December 10, 1979 marked what is known as the Formosa Incident or the KaoHsiung Incident. What started out as a planned rally for the International Human Rights day became a day to marked in Taiwan history. This incident gave name to the KaoHsiung Eight, who would each make a mark in shaping a democratic Taiwan.
30 years into martial law, Taiwanese people were forbidden to speak ill of the government. All forms of free-speech were prosecuted.
To try to gain a voice, Taiwanese people started to form up their own political party to stand against the single party state that is the Republic of China.
Many individuals also started to form local Taiwanese news outlets in order to counteract the propaganda of the government news.
Viewing the Republic of China’s actions targeting Taiwanese intellectual, including exiling, blackmailing, and even murdering, as a violation against human rights, Formosa Magazine prepared for a rally to celebrate the International Human Rights Day on December 10.
Multiple applications were made to the government to gain permission to assemble, but they were all denied. Despite this, Formosa Magazine decided to continue with the rally for December 10, 1979.
On December 9, the government issued a curfew for the following day. In order to “maintain society order”, there would be no public assemblies.
As evening came around, tens of thousands of people gathered at what is now the Formosa Boulevard MRT Station. At the same time, riot police were forming around the crowd. Organizers tried to speak to the police force to allow them to assemble until 11pm.

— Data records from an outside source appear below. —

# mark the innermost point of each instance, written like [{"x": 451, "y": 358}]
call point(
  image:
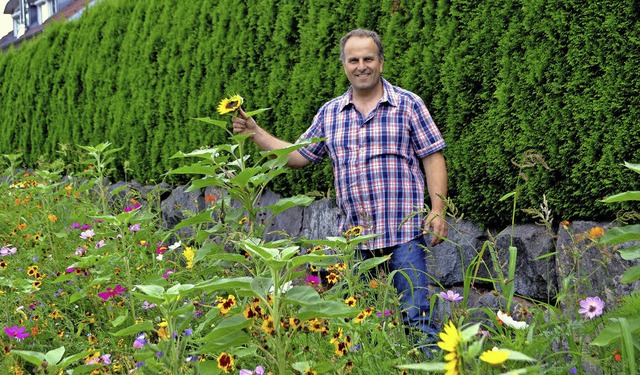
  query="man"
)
[{"x": 377, "y": 137}]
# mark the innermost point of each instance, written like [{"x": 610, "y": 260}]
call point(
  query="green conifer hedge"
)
[{"x": 560, "y": 77}]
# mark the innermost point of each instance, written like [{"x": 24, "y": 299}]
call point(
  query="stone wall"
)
[{"x": 544, "y": 260}]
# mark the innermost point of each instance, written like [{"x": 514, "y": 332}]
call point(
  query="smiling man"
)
[{"x": 383, "y": 145}]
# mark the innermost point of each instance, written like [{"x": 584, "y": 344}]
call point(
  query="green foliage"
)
[{"x": 499, "y": 77}]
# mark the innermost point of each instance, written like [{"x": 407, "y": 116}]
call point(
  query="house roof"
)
[
  {"x": 67, "y": 12},
  {"x": 11, "y": 6}
]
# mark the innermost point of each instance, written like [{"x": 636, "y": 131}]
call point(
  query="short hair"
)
[{"x": 361, "y": 33}]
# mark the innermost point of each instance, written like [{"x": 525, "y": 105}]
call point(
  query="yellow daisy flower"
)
[
  {"x": 451, "y": 338},
  {"x": 228, "y": 105},
  {"x": 495, "y": 356}
]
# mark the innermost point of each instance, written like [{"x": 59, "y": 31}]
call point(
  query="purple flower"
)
[
  {"x": 16, "y": 332},
  {"x": 591, "y": 307},
  {"x": 257, "y": 371},
  {"x": 112, "y": 292},
  {"x": 450, "y": 295},
  {"x": 80, "y": 251},
  {"x": 167, "y": 274},
  {"x": 106, "y": 359},
  {"x": 313, "y": 280},
  {"x": 139, "y": 342},
  {"x": 87, "y": 234},
  {"x": 146, "y": 305},
  {"x": 6, "y": 251}
]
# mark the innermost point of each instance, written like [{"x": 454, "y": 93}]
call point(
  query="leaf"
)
[
  {"x": 303, "y": 295},
  {"x": 517, "y": 356},
  {"x": 243, "y": 283},
  {"x": 326, "y": 309},
  {"x": 33, "y": 357},
  {"x": 243, "y": 177},
  {"x": 207, "y": 170},
  {"x": 286, "y": 203},
  {"x": 209, "y": 120},
  {"x": 227, "y": 334},
  {"x": 152, "y": 290},
  {"x": 54, "y": 356},
  {"x": 622, "y": 197},
  {"x": 506, "y": 196},
  {"x": 203, "y": 217},
  {"x": 612, "y": 333},
  {"x": 630, "y": 275},
  {"x": 432, "y": 366},
  {"x": 621, "y": 234},
  {"x": 630, "y": 253},
  {"x": 147, "y": 325},
  {"x": 257, "y": 111},
  {"x": 119, "y": 320},
  {"x": 633, "y": 167}
]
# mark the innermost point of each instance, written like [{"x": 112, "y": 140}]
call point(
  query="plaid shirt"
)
[{"x": 376, "y": 161}]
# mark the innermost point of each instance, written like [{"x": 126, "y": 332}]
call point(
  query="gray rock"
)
[
  {"x": 588, "y": 268},
  {"x": 534, "y": 277}
]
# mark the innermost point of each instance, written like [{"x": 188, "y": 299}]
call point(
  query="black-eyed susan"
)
[
  {"x": 267, "y": 325},
  {"x": 227, "y": 304},
  {"x": 32, "y": 270},
  {"x": 495, "y": 356},
  {"x": 231, "y": 104},
  {"x": 225, "y": 362},
  {"x": 351, "y": 301},
  {"x": 451, "y": 338},
  {"x": 333, "y": 278}
]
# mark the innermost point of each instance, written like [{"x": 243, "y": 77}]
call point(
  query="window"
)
[{"x": 45, "y": 10}]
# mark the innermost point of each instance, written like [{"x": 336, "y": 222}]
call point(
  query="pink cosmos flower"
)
[
  {"x": 450, "y": 295},
  {"x": 87, "y": 234},
  {"x": 257, "y": 371},
  {"x": 591, "y": 307},
  {"x": 16, "y": 332},
  {"x": 313, "y": 280},
  {"x": 119, "y": 289},
  {"x": 7, "y": 250}
]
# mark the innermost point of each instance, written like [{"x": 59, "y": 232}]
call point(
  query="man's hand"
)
[
  {"x": 242, "y": 124},
  {"x": 436, "y": 223}
]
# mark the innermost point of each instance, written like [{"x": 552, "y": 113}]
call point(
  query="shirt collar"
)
[{"x": 389, "y": 95}]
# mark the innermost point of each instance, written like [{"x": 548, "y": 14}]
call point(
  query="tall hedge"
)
[{"x": 501, "y": 77}]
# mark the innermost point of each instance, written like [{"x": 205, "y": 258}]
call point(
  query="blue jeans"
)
[{"x": 410, "y": 258}]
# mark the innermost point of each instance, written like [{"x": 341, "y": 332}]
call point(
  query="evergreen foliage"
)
[{"x": 499, "y": 77}]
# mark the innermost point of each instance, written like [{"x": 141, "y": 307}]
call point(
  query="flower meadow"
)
[{"x": 93, "y": 283}]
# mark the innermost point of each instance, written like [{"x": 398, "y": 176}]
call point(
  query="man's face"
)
[{"x": 362, "y": 63}]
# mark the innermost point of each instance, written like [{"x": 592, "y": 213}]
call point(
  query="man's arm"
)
[
  {"x": 264, "y": 140},
  {"x": 435, "y": 170}
]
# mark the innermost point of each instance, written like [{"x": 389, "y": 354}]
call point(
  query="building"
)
[{"x": 30, "y": 17}]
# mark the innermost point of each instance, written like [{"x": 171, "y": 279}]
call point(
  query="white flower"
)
[
  {"x": 283, "y": 288},
  {"x": 506, "y": 319}
]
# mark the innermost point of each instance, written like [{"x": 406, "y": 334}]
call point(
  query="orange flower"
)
[
  {"x": 617, "y": 356},
  {"x": 596, "y": 232},
  {"x": 225, "y": 362}
]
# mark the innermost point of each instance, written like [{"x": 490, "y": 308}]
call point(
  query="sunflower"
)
[
  {"x": 495, "y": 356},
  {"x": 225, "y": 362},
  {"x": 228, "y": 105},
  {"x": 451, "y": 338}
]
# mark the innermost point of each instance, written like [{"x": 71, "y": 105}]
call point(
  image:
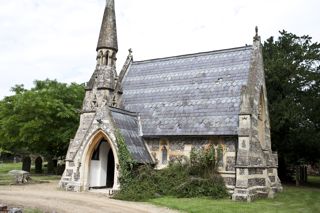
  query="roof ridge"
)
[
  {"x": 192, "y": 54},
  {"x": 123, "y": 111}
]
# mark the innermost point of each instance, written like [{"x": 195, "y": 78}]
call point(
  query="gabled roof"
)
[
  {"x": 196, "y": 94},
  {"x": 128, "y": 125}
]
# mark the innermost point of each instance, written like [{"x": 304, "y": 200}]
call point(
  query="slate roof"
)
[
  {"x": 129, "y": 127},
  {"x": 196, "y": 94}
]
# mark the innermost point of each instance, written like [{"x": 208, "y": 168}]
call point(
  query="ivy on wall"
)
[{"x": 126, "y": 161}]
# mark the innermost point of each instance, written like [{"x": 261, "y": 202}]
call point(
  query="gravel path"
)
[{"x": 50, "y": 199}]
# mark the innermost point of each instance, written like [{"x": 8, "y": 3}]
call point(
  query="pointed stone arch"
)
[{"x": 94, "y": 141}]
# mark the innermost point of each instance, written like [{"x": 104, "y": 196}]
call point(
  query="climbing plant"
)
[{"x": 126, "y": 161}]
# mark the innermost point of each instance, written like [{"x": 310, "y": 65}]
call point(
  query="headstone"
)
[
  {"x": 26, "y": 164},
  {"x": 50, "y": 166},
  {"x": 3, "y": 207},
  {"x": 20, "y": 176},
  {"x": 38, "y": 165}
]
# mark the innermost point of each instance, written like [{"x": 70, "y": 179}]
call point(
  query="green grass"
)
[
  {"x": 6, "y": 167},
  {"x": 32, "y": 211},
  {"x": 6, "y": 179},
  {"x": 304, "y": 199}
]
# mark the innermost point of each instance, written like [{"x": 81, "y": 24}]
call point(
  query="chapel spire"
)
[{"x": 108, "y": 32}]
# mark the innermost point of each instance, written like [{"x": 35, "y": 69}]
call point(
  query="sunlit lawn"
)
[
  {"x": 6, "y": 179},
  {"x": 303, "y": 199}
]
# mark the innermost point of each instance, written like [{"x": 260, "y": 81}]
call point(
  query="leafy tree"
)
[
  {"x": 40, "y": 120},
  {"x": 292, "y": 66}
]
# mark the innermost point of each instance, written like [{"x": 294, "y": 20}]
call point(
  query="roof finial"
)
[
  {"x": 108, "y": 31},
  {"x": 256, "y": 37}
]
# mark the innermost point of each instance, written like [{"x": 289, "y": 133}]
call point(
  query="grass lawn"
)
[
  {"x": 303, "y": 199},
  {"x": 6, "y": 179}
]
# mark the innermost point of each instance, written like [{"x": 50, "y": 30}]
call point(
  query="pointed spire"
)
[
  {"x": 108, "y": 32},
  {"x": 256, "y": 37}
]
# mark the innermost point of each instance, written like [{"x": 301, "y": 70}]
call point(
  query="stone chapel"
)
[{"x": 163, "y": 107}]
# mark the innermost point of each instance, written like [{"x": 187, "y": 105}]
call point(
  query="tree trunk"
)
[{"x": 50, "y": 165}]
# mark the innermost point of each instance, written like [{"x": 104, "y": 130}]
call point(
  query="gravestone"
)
[
  {"x": 38, "y": 165},
  {"x": 20, "y": 176},
  {"x": 26, "y": 164}
]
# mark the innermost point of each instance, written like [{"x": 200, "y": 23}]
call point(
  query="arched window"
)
[
  {"x": 164, "y": 155},
  {"x": 262, "y": 119}
]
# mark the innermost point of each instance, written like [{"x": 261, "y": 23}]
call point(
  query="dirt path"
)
[{"x": 48, "y": 198}]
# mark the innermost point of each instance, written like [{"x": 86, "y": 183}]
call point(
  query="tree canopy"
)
[
  {"x": 40, "y": 120},
  {"x": 292, "y": 68}
]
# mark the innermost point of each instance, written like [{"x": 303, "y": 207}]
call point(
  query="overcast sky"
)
[{"x": 56, "y": 39}]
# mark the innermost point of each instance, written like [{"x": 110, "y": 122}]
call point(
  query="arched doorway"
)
[
  {"x": 110, "y": 169},
  {"x": 101, "y": 166}
]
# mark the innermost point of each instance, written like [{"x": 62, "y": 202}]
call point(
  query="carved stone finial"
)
[
  {"x": 256, "y": 37},
  {"x": 114, "y": 101}
]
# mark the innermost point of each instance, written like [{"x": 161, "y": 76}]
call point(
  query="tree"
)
[
  {"x": 40, "y": 120},
  {"x": 292, "y": 66}
]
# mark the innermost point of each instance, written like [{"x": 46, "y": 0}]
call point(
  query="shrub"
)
[{"x": 176, "y": 180}]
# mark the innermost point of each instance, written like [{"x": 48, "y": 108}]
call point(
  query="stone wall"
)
[
  {"x": 178, "y": 148},
  {"x": 256, "y": 165}
]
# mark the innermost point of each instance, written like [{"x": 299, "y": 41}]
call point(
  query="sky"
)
[{"x": 56, "y": 39}]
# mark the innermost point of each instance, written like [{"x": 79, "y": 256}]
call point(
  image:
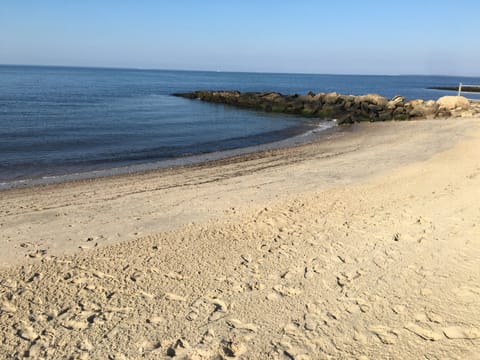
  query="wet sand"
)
[{"x": 362, "y": 245}]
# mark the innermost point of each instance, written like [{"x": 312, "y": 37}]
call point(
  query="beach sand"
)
[{"x": 363, "y": 245}]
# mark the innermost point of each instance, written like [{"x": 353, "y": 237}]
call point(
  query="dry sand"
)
[{"x": 364, "y": 245}]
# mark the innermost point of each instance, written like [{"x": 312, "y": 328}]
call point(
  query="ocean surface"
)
[{"x": 56, "y": 121}]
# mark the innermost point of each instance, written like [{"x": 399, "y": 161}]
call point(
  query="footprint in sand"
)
[
  {"x": 460, "y": 332},
  {"x": 424, "y": 333}
]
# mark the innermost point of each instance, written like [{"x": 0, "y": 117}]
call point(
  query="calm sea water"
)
[{"x": 56, "y": 120}]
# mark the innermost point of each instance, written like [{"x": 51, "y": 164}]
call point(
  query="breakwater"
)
[{"x": 344, "y": 108}]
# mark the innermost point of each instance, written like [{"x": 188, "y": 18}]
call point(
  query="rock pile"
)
[{"x": 344, "y": 108}]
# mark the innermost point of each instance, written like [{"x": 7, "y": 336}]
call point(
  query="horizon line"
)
[{"x": 223, "y": 71}]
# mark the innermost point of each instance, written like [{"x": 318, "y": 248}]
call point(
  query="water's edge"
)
[{"x": 324, "y": 130}]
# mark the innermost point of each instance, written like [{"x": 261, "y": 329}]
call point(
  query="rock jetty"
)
[{"x": 345, "y": 108}]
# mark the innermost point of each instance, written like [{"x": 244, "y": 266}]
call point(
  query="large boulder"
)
[
  {"x": 453, "y": 102},
  {"x": 374, "y": 99}
]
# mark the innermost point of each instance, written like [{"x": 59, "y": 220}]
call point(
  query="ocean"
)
[{"x": 58, "y": 121}]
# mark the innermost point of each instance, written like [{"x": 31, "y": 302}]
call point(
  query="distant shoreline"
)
[{"x": 474, "y": 89}]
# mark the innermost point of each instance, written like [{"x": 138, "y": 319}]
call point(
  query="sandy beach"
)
[{"x": 363, "y": 245}]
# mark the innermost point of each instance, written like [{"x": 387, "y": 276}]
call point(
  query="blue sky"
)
[{"x": 329, "y": 37}]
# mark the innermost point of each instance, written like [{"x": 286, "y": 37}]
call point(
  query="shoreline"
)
[
  {"x": 325, "y": 129},
  {"x": 361, "y": 245},
  {"x": 344, "y": 142}
]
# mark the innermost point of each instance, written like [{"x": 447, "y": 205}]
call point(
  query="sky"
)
[{"x": 327, "y": 37}]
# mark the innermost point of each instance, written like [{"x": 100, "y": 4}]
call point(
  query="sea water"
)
[{"x": 56, "y": 121}]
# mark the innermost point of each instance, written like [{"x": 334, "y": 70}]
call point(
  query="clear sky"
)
[{"x": 329, "y": 37}]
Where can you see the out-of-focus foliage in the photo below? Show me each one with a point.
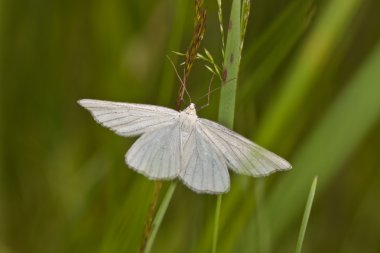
(308, 89)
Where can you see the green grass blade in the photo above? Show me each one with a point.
(301, 79)
(338, 135)
(230, 68)
(231, 64)
(216, 223)
(306, 215)
(160, 215)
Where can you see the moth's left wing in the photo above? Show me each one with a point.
(127, 119)
(203, 167)
(242, 155)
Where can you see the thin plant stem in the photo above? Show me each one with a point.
(228, 91)
(152, 208)
(216, 224)
(160, 215)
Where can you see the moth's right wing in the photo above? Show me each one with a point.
(128, 119)
(156, 154)
(242, 155)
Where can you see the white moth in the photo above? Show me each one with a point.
(181, 145)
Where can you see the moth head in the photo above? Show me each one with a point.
(191, 109)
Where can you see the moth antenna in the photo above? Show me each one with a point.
(208, 94)
(180, 79)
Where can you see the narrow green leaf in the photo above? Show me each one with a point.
(338, 134)
(230, 68)
(160, 215)
(316, 51)
(306, 215)
(228, 91)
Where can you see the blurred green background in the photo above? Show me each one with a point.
(309, 89)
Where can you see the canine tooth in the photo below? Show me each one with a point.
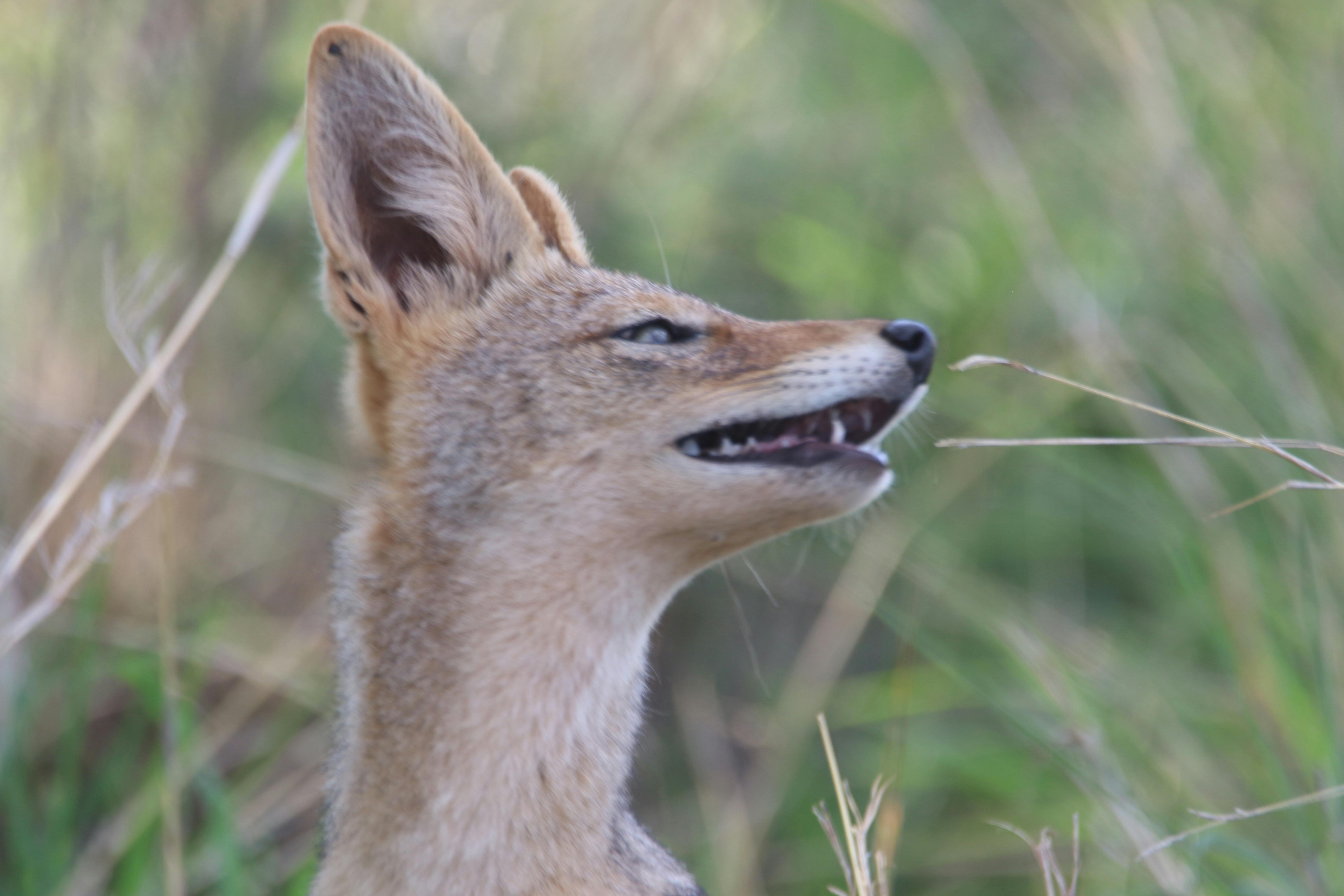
(837, 429)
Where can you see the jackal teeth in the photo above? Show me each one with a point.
(853, 424)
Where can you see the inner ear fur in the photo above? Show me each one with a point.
(552, 214)
(410, 205)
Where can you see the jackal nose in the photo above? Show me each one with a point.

At 8pm, police forces started to hurl tear gas into the crowd, but speakers continued onstage. At around 10pm, more tear gas were shot into the crowd and riot police started to approach the rally with riot shields. Armed with sticks and stones, the people at the rally started to fight against the police.
The next day, on December 11, 1979, the government started arresting individuals involved in the illegal public assembly. A total of 152 people were indicted.
This marked the first planned civil movement in modern Taiwan history and sparked the movement for a fight for the Taiwanese identity. After this event, people all around Taiwan started to care more about Taiwan politics. However, this also led to a stronger crackdown from the government leading to the murder of a number of prominent leaders in the Taiwan movement. These actions by the Chinese Nationalist Party started to be admonished by the international human rights community.
Among the people prosecuted, 8 people were known to be leaders and are known as the “KaoHsiung Eight”
Among these eight were Chen Chu (陳菊), current KaoHsiung Mayer, and Annette Lu (呂秀蓮), former vice president. These also included three former chairmen of the later formed Democratic Progressive Party (DPP)
In addition, the lawyer team that defended the KaoHsiung eight were also being highlighted. One of which would later become the first non-Chinese Nationalist Party president of Taiwan, Chen Shui-Bian (陳水扁.)